On January 7, hundreds of thousands of protestors returned to the streets of Seoul demanding impeached President's immediate removal and the salvaging of a sunken ferry which left more than 300 dead. At 7 pm (10:00 GMT) hundreds of yellow balloons were released and the protestors blew out the candles they were carrying as a symbolic gesture asking that Park clarify the mystery surrounding her seven-hour absence at the time of the ferry sinking.

On January 21, South Koreans took to the streets Saturday to demand the arrest of the Samsung scion whose arrest warrant was rejected by a court last week, in the 13th candlelit protest calling for President Park Geun-hye to resign. Braving snow and cold, hundreds of thousands of protesters also demanded the Constitutional Court expedite review of Park's impeachment.

==== February ====
As the Candlelight rallies reached 100th day, on February 4, 400,000 people gathered at Gwanghwamun Plaza in Seoul, calling for an extension of the Special Prosecutor's investigation and for Park to step down immediately.

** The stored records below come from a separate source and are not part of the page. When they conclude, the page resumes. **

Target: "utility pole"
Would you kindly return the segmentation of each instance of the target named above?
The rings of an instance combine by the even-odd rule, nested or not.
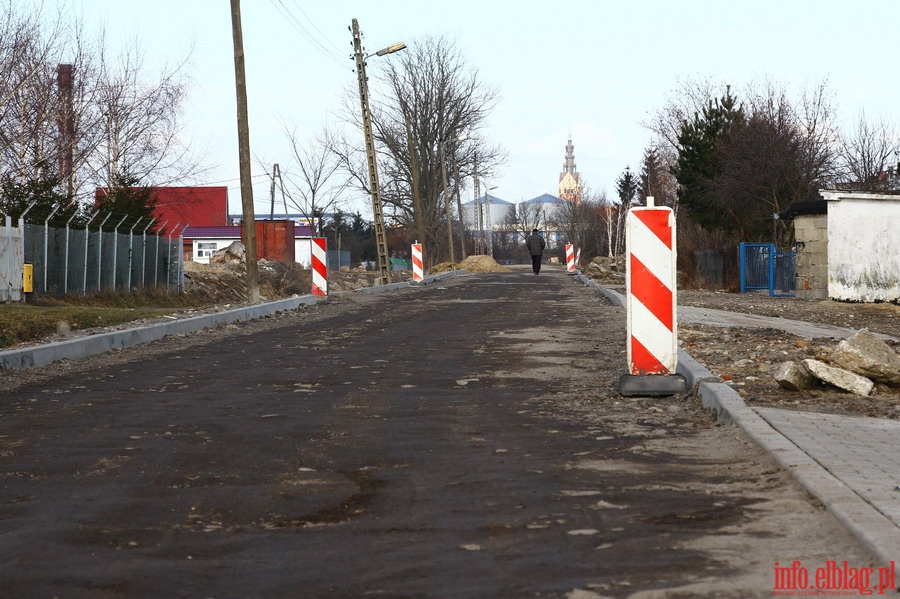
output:
[[[459,197],[459,164],[456,162],[456,152],[453,152],[453,172],[456,173],[456,212],[459,214],[459,259],[466,259],[466,228],[463,223],[462,200]]]
[[[253,213],[253,182],[250,179],[250,125],[247,119],[247,79],[244,76],[244,34],[241,30],[241,0],[231,0],[231,34],[234,39],[234,84],[237,95],[238,162],[241,172],[241,227],[247,262],[247,300],[259,303],[259,264],[256,262],[256,215]]]
[[[475,220],[476,231],[478,231],[478,234],[475,236],[475,253],[481,254],[481,248],[484,246],[484,243],[483,243],[483,241],[484,241],[484,239],[483,239],[484,238],[484,217],[483,217],[483,213],[482,213],[481,202],[478,201],[481,199],[478,197],[479,193],[481,193],[481,184],[478,180],[478,153],[477,152],[475,152],[475,154],[474,154],[474,161],[475,161],[475,166],[474,166],[474,169],[475,169],[474,170],[474,173],[475,173],[475,206],[474,206],[475,219],[474,220]]]
[[[375,247],[378,250],[379,282],[391,282],[390,258],[387,249],[387,235],[384,230],[384,211],[381,206],[381,192],[378,189],[378,168],[375,164],[375,139],[372,135],[372,115],[369,112],[369,84],[366,78],[366,59],[362,52],[359,22],[353,19],[353,54],[356,58],[356,74],[359,77],[359,103],[363,113],[363,133],[366,138],[366,157],[369,163],[369,188],[372,194],[372,215],[375,219]]]
[[[450,218],[450,195],[447,193],[447,158],[444,156],[446,141],[438,142],[441,146],[441,178],[444,180],[444,213],[447,215],[447,245],[450,248],[450,262],[453,262],[453,220]]]

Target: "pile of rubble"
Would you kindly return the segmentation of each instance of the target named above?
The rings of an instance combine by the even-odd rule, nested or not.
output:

On February 11, hundreds of thousands of Koreans took to the streets where both pro- and anti-impeachment groups held their respective rallies. Those who opposed Park held their 15th weekly candlelight rally in Gwanghwamun Square, while her supporters waved South Korean flags outside of Seoul City Hall for their 12th rally. Presidential hopefuls including provincial governor An Hee-jung and former leader of the main opposition Democratic Party Moon Jae-in attended the anti-Park rally. Rhee In-je of the ruling Saenuri Party attended the pro-Park rally "to be part of the patriotic people's wave," while Ahn Cheol-soo, a former chair of the minor opposition People's Party, did not attend either rally.

After Samsung vice-chairman Lee Jae-Yong was arrested at February 17 by Special Prosecutors on charges of bribery in connection with the scandal, 700,000 people walked to the street on February 18. Protesters urged the Constitutional Court, currently reviewing the legitimacy of the impeachment, to promptly reach a conclusion for the ouster of the president..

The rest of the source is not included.